Orta Çağ / Hristiyanlık Siyasi Düşüncesi: Orta Dönem
On altıncı yüzyılın sonlarına doğru Fransız Reform Kilisesi’nin mensupları, yani Protestanların monarşiye karşı çıkan teorisyenlerine “monarkomak” ismi verilmektedir. Bunlar, kralların sınırsız yetkilerle donatılmış olarak halkın efendileri olmadığını, yalnızca birer görevli olduklarını, egemenliğin halka ait olduğunu, yetkinin kaynağının halk olması bir yana sınırlarının da yine halk tarafından belirleneceğini savunmuşlardır. Ayrıca yetkinin kötüye kullanılması, yurttaşlara kötülük yapılması ve devletin yönetiminde erkin yanlış kullanımı durumunda, halkın isyan etme ve iktidarı değiştirme hakkının bulunduğunu belirtmişlerdir.

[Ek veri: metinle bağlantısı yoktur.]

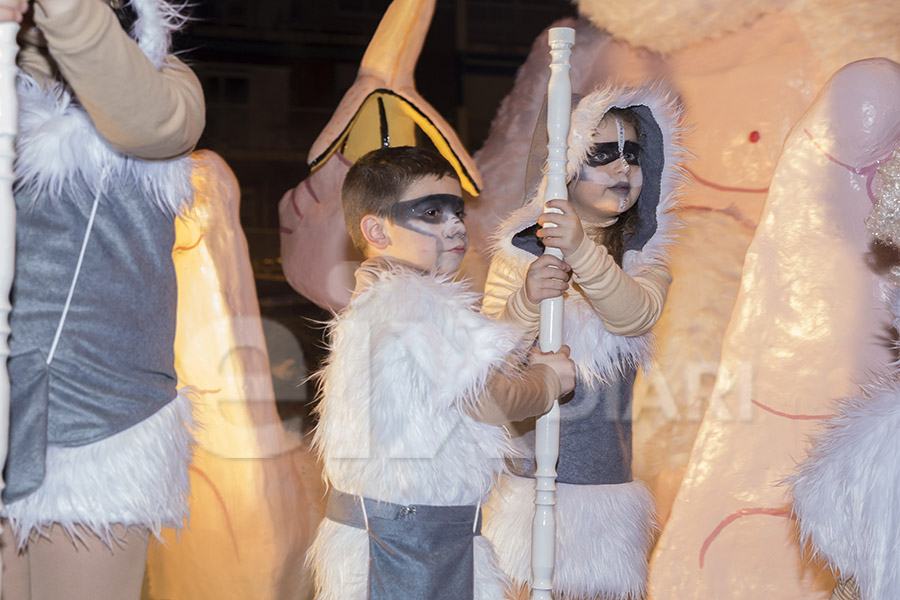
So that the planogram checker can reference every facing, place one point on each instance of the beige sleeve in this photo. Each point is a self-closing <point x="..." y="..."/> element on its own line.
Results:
<point x="505" y="299"/>
<point x="628" y="305"/>
<point x="510" y="398"/>
<point x="140" y="111"/>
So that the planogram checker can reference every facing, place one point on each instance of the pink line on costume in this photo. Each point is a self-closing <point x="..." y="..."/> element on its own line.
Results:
<point x="224" y="509"/>
<point x="795" y="417"/>
<point x="191" y="247"/>
<point x="744" y="512"/>
<point x="311" y="191"/>
<point x="868" y="171"/>
<point x="725" y="188"/>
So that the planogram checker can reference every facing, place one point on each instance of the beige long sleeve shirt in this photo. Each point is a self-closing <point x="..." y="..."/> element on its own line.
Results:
<point x="141" y="111"/>
<point x="627" y="305"/>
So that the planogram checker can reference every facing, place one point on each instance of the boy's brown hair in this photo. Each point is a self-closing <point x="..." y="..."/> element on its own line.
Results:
<point x="379" y="179"/>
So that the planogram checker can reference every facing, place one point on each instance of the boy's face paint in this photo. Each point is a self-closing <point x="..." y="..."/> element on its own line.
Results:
<point x="426" y="227"/>
<point x="610" y="181"/>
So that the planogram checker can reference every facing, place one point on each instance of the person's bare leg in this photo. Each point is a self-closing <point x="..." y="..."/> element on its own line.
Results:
<point x="15" y="580"/>
<point x="87" y="568"/>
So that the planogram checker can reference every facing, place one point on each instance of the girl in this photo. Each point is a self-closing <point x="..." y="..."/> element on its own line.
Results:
<point x="613" y="235"/>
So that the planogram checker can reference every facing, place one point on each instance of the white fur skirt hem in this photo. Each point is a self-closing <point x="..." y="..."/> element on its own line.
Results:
<point x="847" y="490"/>
<point x="339" y="557"/>
<point x="136" y="477"/>
<point x="603" y="536"/>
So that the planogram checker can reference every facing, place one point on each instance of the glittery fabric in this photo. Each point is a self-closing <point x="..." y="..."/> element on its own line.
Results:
<point x="884" y="220"/>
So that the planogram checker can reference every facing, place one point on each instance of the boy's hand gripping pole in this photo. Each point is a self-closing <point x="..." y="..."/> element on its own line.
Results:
<point x="559" y="106"/>
<point x="9" y="114"/>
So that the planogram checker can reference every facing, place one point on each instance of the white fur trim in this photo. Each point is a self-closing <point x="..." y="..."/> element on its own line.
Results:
<point x="603" y="536"/>
<point x="847" y="491"/>
<point x="136" y="477"/>
<point x="406" y="356"/>
<point x="340" y="558"/>
<point x="597" y="352"/>
<point x="666" y="112"/>
<point x="58" y="148"/>
<point x="153" y="29"/>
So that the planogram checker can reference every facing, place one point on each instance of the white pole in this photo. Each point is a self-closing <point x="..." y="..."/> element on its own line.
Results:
<point x="559" y="100"/>
<point x="8" y="127"/>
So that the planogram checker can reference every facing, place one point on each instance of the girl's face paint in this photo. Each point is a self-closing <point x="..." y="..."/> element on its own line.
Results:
<point x="610" y="181"/>
<point x="426" y="227"/>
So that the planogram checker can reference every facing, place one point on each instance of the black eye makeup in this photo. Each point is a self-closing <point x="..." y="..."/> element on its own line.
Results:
<point x="607" y="152"/>
<point x="432" y="209"/>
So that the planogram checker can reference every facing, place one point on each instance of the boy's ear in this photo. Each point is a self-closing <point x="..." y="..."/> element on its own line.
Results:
<point x="373" y="230"/>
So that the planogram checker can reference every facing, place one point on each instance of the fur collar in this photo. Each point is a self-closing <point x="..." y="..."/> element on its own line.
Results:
<point x="598" y="353"/>
<point x="406" y="356"/>
<point x="156" y="21"/>
<point x="58" y="148"/>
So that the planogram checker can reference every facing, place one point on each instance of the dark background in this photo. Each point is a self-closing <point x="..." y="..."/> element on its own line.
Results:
<point x="273" y="71"/>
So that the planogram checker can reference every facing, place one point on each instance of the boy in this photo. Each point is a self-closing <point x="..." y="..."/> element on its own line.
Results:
<point x="415" y="385"/>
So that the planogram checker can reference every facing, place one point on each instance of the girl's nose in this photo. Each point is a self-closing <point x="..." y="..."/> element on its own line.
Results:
<point x="621" y="166"/>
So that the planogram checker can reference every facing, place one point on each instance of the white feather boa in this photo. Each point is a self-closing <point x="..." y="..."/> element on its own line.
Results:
<point x="58" y="148"/>
<point x="407" y="356"/>
<point x="136" y="477"/>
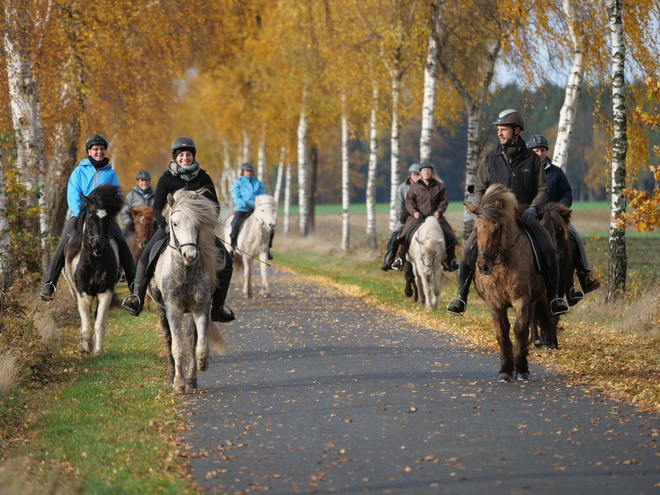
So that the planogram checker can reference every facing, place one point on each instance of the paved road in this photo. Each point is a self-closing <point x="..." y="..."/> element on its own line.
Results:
<point x="324" y="394"/>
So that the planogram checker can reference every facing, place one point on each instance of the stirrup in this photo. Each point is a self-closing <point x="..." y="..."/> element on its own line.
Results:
<point x="558" y="306"/>
<point x="45" y="294"/>
<point x="457" y="306"/>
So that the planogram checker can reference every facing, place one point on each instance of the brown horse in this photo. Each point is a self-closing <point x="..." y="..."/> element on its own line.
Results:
<point x="506" y="276"/>
<point x="139" y="237"/>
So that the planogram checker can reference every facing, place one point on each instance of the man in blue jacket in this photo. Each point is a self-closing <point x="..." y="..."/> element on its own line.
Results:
<point x="93" y="171"/>
<point x="243" y="193"/>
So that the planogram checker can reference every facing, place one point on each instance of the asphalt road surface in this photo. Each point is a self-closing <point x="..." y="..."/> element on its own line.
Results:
<point x="325" y="394"/>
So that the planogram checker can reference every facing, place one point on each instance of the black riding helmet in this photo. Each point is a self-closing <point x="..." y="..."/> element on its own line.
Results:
<point x="510" y="117"/>
<point x="538" y="141"/>
<point x="183" y="144"/>
<point x="96" y="139"/>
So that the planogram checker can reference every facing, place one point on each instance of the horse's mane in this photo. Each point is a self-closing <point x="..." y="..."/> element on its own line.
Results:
<point x="499" y="204"/>
<point x="203" y="214"/>
<point x="106" y="197"/>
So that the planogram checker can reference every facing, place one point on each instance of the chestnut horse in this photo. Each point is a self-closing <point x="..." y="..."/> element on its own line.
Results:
<point x="506" y="276"/>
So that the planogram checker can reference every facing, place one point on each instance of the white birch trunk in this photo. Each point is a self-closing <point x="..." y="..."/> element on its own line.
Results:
<point x="573" y="88"/>
<point x="372" y="171"/>
<point x="302" y="171"/>
<point x="280" y="172"/>
<point x="261" y="157"/>
<point x="287" y="198"/>
<point x="6" y="272"/>
<point x="395" y="147"/>
<point x="345" y="179"/>
<point x="430" y="83"/>
<point x="618" y="259"/>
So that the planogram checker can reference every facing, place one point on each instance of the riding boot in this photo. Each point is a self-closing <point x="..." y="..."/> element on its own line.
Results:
<point x="219" y="311"/>
<point x="458" y="305"/>
<point x="558" y="305"/>
<point x="135" y="301"/>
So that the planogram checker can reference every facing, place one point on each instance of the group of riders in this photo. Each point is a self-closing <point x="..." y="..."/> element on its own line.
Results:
<point x="183" y="172"/>
<point x="528" y="172"/>
<point x="522" y="167"/>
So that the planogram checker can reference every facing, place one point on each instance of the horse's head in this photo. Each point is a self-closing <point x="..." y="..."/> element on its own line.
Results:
<point x="265" y="210"/>
<point x="494" y="225"/>
<point x="96" y="212"/>
<point x="143" y="221"/>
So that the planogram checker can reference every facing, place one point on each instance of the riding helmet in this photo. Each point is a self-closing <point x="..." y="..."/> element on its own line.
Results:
<point x="95" y="139"/>
<point x="510" y="117"/>
<point x="183" y="144"/>
<point x="538" y="141"/>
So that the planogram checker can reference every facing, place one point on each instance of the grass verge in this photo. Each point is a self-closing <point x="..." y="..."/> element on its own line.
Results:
<point x="101" y="425"/>
<point x="613" y="348"/>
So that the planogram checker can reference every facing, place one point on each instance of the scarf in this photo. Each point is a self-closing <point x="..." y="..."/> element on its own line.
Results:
<point x="186" y="173"/>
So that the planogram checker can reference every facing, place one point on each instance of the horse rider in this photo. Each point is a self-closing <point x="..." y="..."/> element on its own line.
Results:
<point x="183" y="172"/>
<point x="560" y="191"/>
<point x="521" y="170"/>
<point x="141" y="195"/>
<point x="427" y="197"/>
<point x="400" y="213"/>
<point x="244" y="192"/>
<point x="94" y="170"/>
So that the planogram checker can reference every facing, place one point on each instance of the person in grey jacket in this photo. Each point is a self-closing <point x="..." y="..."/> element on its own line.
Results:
<point x="401" y="214"/>
<point x="141" y="195"/>
<point x="560" y="191"/>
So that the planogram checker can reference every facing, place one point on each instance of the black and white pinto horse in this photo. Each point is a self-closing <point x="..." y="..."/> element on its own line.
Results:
<point x="426" y="253"/>
<point x="183" y="282"/>
<point x="252" y="242"/>
<point x="91" y="266"/>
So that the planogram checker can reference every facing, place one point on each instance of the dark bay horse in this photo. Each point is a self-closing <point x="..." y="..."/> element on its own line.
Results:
<point x="91" y="266"/>
<point x="506" y="277"/>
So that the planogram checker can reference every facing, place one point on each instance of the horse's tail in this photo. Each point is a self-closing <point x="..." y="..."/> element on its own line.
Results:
<point x="216" y="340"/>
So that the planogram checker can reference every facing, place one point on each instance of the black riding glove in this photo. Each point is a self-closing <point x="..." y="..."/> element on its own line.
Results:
<point x="529" y="215"/>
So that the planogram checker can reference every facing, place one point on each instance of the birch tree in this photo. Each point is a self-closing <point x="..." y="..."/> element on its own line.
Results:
<point x="618" y="260"/>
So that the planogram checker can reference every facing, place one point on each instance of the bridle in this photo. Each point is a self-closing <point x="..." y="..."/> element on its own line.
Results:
<point x="177" y="245"/>
<point x="498" y="255"/>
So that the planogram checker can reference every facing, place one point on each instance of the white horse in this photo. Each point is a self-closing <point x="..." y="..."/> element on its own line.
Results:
<point x="252" y="242"/>
<point x="184" y="281"/>
<point x="426" y="253"/>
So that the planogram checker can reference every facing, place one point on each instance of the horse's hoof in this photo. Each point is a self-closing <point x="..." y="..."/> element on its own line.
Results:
<point x="504" y="378"/>
<point x="521" y="377"/>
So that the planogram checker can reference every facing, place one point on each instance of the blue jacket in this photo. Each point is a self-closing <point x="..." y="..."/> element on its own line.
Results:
<point x="84" y="179"/>
<point x="559" y="189"/>
<point x="245" y="190"/>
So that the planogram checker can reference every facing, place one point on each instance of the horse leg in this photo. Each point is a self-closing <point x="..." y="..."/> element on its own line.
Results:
<point x="502" y="328"/>
<point x="104" y="299"/>
<point x="86" y="335"/>
<point x="167" y="340"/>
<point x="524" y="314"/>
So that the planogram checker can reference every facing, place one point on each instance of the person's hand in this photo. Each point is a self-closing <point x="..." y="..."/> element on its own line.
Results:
<point x="529" y="215"/>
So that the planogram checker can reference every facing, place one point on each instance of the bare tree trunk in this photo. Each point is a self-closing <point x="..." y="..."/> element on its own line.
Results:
<point x="395" y="148"/>
<point x="371" y="174"/>
<point x="287" y="198"/>
<point x="6" y="271"/>
<point x="280" y="172"/>
<point x="573" y="87"/>
<point x="345" y="179"/>
<point x="302" y="170"/>
<point x="618" y="259"/>
<point x="430" y="83"/>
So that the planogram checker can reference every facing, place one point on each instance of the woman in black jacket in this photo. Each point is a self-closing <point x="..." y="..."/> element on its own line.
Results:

Etienne de La Boetie, 1530’da Sarlat, Perigord, Fransa’da doğdu. Onun yaşadığı dönem Fransa’sında en önemli problem, din ve mezhep savaşlarıydı. Yönetimdeki mevcut krallık hem Katolik -Protestan çatışmalarını önlemeye çalışıyor hem de merkezi dini otoriteden bağımsızlaşma çabası veriyordu.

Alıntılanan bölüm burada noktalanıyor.